This blog describes how I am building a baidarka style kayak from Rob Macks at Laughing Loon kayaks.
I've already built two other kayaks - a Wood Duck 12 hybrid from CLC and a Petrel Play strip kayak from Guillemot Kayaks.
You can find the Wood Duck build log here Wood Duck at Fyne Boats "Petrel Play at Fyne Boats" and the Petrel Play
I've been paddling the petrel play for a couple of years and find its a great boat in all sorts of conditions. But, I've been bitten by the boat building bug and I've been thinking about another boat. What am I looking for? Well, slightly longer for speed, although the Petrel Play is fine for normal cruising at 3kts or so, as others have commented on the CLC forum I find I start to get left behind the longer boats if they step on it. Maybe something that tracks better for longer paddles. The Petrel Play is quite easy to turn, and although it has a skeg, it can sometimes be tiring on a windy day to stay on track. It will have to be wood of course, and to make it interesting I plan on using thinner strips without cove and bead. I'm also going to try and build it lighter than my Petrel Play which comes in at 18kg, aiming for 12kg.
I could of course just get another greenland style boat - there are a lot of very good designs out there, but something different also piqued my interest. I came across the baidarka designs from Rob Macks of LaughingLoon kayaks Laughing Loon and the shooting star caught my eye which is 16'6", but as I only have a standard garage and can just about fit a 16 foot kayak in there, Rob suggested a Dark Star which has an overall design length of 15' 6".
The plans were ordered from Rob and they arrived a week or so later from the US together with the instruction book, and some designs for wood paddles I also ordered at the same time. The plans come on two A1 sheets and some A3 sheets for the smaller parts. As per the conditions printed on the sheets I had some copies made so I could cut out the templates for use when tracing the forms.
The wood was bought from a supplier in Hastings in Sussex in the UK, but he is sadly no longer in business. The design calls for 3/16" western red cedar and I also got some tulip wood for accents. The strips don't have cove and bead. There was a nice selection of colours in the wood, so my plan is to have a mainly lighter colour hull with some very light accents and some darker strips around the waterline. The deck will be mainly darker wood with some very dark and light accents. There is enough wood so that most of it will be full length strips, though I will scarf some sections to cut down waste.
Rob's suggested order of construction is to build the tricky bow and stern sections first. These are based on the skin on frame boats that inspired this design. The bow is made of some hardwood lamination and a carved wood block.
Here I've glued the shaped laminations and I'm adding a thin accent strip.
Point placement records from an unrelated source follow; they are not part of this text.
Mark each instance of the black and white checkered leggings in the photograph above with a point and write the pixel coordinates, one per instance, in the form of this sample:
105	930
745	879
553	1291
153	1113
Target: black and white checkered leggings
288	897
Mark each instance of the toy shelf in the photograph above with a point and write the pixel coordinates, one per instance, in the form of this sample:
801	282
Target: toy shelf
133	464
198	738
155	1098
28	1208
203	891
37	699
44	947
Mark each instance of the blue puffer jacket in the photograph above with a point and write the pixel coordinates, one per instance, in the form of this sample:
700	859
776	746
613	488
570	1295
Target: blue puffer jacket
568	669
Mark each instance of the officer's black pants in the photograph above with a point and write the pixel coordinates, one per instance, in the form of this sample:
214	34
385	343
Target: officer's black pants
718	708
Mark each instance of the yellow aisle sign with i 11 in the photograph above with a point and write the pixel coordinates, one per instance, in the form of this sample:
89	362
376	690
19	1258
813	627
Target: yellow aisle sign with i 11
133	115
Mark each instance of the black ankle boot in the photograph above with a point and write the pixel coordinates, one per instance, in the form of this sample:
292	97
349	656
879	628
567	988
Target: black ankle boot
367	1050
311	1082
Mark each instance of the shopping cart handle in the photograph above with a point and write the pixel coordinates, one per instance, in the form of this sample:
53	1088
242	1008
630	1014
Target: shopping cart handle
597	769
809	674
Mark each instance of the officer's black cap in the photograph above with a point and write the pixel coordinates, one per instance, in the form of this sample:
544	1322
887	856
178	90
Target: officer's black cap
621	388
For the stern section, first the stern forms are cut out and glued together to make tghe mould for the stern.
. Then the stern strips are bent using a heat gun and attached to the forms with hot glue. Lots of clamps needed here.

Unlike the internal strong back used on the Petrel Play, Rob Mack's designs use an external strong back, so the first task was to assemble this strong back from 12mm plywood. I did use the internal strong back from the Petrel Play build as an internal beam for the new strong back. I had B&Q cut the full sheet of plywood for me as they can produce really straight cuts and accurate measuring.
The forms were cut from 12mm plywood. Setting these up with the brackets, getting them level, measured and adjusted and then getting some left over strips to check for fairness took a long time, but as Rob and others say, this is an important step to make sure the hull and deck are fair.
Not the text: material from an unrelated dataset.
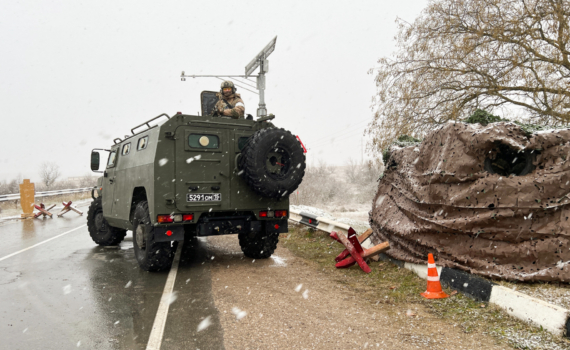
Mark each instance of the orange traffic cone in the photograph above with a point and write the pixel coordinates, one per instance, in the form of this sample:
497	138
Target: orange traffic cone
434	290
I also built a table to work on and attached some wheels so I could move it around the garage. I'm working in a standard garage and I can fit the 16' boat length with enough room to get round one end, so wheels make it much easier to move around, and get it outside when I need to get at other stuff in the garage.
Here I've attached the bow and stern forms and started adding strips.






I used hot glue to attach the strips to the forms and there are areas when I've used additional little scraps hot glued to make sure that the edges are tight against each other. All bevels are hand planed with my little block plane, this only takes a few minutes per strip.